See queries.
Straight out steal from CalMeacham post in the current thread Laws of Physics.
Too good a thread to start what would perhaps devolve into a hijack.
See queries.
Straight out steal from CalMeacham post in the current thread Laws of Physics.
Too good a thread to start what would perhaps devolve into a hijack.
Well, to begin with, there are only two liquid elements at standard pressure and temperature - Mercury and Bromine. Maybe conditions do not favor liquids? Seems hard to believe looking out the window right now.
Dennis
What is standard pressure and temperature? Does this refer to the universe or just our planet?
Probably the scientist referenced is Victor Weisskopf. In an article “About Liquids” (Transactions of the New York Academy of Sciences, Volume 38, Issue 1 Series II, November 1977, pages 202–218) he wrote
I don’t really understand quantum mechanics well enough to explain why he believed that.
It refers strictly to atmospheric conditions on Earth. See here Standard temperature and pressure - Wikipedia and Standard atmosphere - Wikipedia for more.
Back to the OP.
I’d suggest that it’s appropriate to think of liquids as a narrow transition region between solids and gasses. Some elements have fairly large areas of pressure/temperature space in their phase diagram (Phase diagram - Wikipedia) which can be liquid. Other elements have very little liquid space; they really want to be solid or gas, but not liquid.
The implication to me is that liquid state is a subtle and special thing. The vast majority of the conditions throughout the universe are incompatible with liquids, even exotic liquids. The fact we live in an environment conducive to liquid forms of common substances is yet another example of the Goldilocks phenomenon.
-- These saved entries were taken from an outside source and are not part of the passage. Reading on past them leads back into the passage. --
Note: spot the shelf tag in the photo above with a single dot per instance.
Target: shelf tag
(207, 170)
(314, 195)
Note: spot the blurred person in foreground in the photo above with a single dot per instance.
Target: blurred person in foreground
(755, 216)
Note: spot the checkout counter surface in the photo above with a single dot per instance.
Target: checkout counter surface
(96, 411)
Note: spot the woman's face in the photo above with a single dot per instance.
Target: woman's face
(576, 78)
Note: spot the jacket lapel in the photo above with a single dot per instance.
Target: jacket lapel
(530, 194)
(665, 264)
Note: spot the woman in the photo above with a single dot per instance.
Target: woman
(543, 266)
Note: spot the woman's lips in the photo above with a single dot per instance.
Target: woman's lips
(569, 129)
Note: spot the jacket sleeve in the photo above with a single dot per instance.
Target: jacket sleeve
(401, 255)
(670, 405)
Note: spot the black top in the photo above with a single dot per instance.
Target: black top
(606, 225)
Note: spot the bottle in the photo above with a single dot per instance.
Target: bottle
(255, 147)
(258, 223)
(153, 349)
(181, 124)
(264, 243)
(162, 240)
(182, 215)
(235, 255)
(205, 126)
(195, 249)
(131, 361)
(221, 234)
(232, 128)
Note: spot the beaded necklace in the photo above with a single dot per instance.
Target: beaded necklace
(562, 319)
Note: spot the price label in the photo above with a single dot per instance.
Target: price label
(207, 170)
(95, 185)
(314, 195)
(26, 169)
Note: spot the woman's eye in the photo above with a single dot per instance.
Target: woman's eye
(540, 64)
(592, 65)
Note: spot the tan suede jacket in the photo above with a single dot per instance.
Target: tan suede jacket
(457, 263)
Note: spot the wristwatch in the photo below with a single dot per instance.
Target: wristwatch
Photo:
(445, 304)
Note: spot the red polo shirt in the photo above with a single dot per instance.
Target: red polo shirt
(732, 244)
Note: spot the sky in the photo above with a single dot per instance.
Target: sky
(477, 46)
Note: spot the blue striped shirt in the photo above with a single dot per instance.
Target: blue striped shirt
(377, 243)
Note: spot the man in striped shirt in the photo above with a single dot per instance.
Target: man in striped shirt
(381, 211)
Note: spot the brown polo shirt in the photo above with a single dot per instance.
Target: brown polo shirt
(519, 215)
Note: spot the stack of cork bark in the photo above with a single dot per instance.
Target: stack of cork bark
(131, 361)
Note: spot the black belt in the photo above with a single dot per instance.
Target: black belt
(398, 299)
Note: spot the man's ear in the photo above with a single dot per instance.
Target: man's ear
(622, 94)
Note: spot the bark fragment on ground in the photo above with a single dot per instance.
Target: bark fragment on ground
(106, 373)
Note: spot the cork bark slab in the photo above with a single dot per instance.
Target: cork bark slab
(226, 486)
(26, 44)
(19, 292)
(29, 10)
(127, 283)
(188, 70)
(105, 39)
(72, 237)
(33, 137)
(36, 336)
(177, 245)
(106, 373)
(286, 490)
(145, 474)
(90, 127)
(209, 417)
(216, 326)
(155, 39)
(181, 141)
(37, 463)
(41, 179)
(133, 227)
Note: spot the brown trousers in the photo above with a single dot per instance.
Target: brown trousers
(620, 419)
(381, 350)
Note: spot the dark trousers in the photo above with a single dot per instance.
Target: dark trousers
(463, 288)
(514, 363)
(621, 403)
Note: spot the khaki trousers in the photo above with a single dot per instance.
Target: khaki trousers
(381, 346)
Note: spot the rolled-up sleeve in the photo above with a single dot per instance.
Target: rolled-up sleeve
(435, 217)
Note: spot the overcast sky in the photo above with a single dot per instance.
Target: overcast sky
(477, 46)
There are a variety of definitions depending on context, but standard temperature and pressure (STP) does essentially refer to a baseline for some terrestrial conditions. Most places in the universe, of course, experience conditions beyond the extremes of what we see on Earth, and there is no special chemistry that occurs just on our planet.
The liquid phase is a special class of fluid (a phase in which matter has zero shear modulus and therefore will flow) but has a defined boundary (liquid surface) and does not naturally expand or diffuse in the ambient atmosphere. That we use and consume what is likely the universe’s most common liquid–water–every day makes it seem prosaic but there is nothing obvious about its behavior. The behavior of individual molecules in a neutral gas or the overall mass can be simulated on various levels from basic quantum electrodynamics to statistical mechanics to classical thermodynamics with a high degree of fidelity. The behavior of water molecules, however, defies a comprehensive explanation, and depending on temperature distribution it may behave in very different ways. The anomolous properties of water are well characterized and described on various levels but not down to the point that we could deduce or simulate them using quantum field theory, and water is basically the most simple neutral multiple-element molecule except for hydrogen fluoride. More complex liquids act in even stranger ways, often behaving like amorphous or even crystalline solids under various ambient and charge conditions.
Stranger
I can see his point. Solids are fairly obvious, and so are gasses. Liquids aren’t. They only exist in goldilocks pressure/temperature conditions.
Not really. While the Earth is the only planet in the solar system which has free liquids on its surface (so does Titan, which, if it were in direct orbit of the Sun, would be considered a planet) we’ve now observed planets around other stars which should have temperature conditions favorable to for surface liquid, and of course there are other bodies in our solar system which have subsurface liquid (Europa, Ganymede, Enceladus, possibly Pluto) or intermittent surface liquid flows (Mars, possibly Ceres). The so-called ‘Goldilocks principle’ (in planetology, referring to the presumed narrow range of conditions which could sustain life) has essentially no evidence to support it since we have only one data point (the Earth) to extrapolate from. For all we know, the larger moons of Jupiter and Saturn may be teeming with subsurface life despite being far outside the supposed habitable range, supported by tidal energy and chemotrophic cycles.
Stranger
Of course, life (and the existence of physicists who can debate these questions) sort of depends on the existence of liquid medium. In our case, water.
Carbon dioxide and IIRC iodine, to take two common substances, go right from the solid phase to the gas phase at atmospheric pressure.
I’d seen an even more extreme statement (I think it was from Feynman) that at universal scales everything is a gas, and there is no such thing as a solid much less a liquid or more exotic state.
The universe is a bunch gas that has swirls and clumps in it due to the tenuous forces between the particles of the gas. The forces are too weak to form anything more than the tiniest clumps, and the idea that there is another phase of matter which sometimes forms on the surface of some of those tiny clumps is a small correction on top of a small correction.
I doubt this. With all the gas giants out there, I suspect liquid hydrogen is the most common liquid in the universe as hydrogen has everything else so outnumbered or outmassed whichever way you wish to compute most.
It’s worse than that, actually. At cosmological scales, matter is a dust, which is like a gas but with zero pressure. Galaxies interact gravitationally but collide so infrequently that they exert almost no “pressure” on each other. So the already simple gas laws become even simpler (of course, at these scales GR becomes a complicating factor).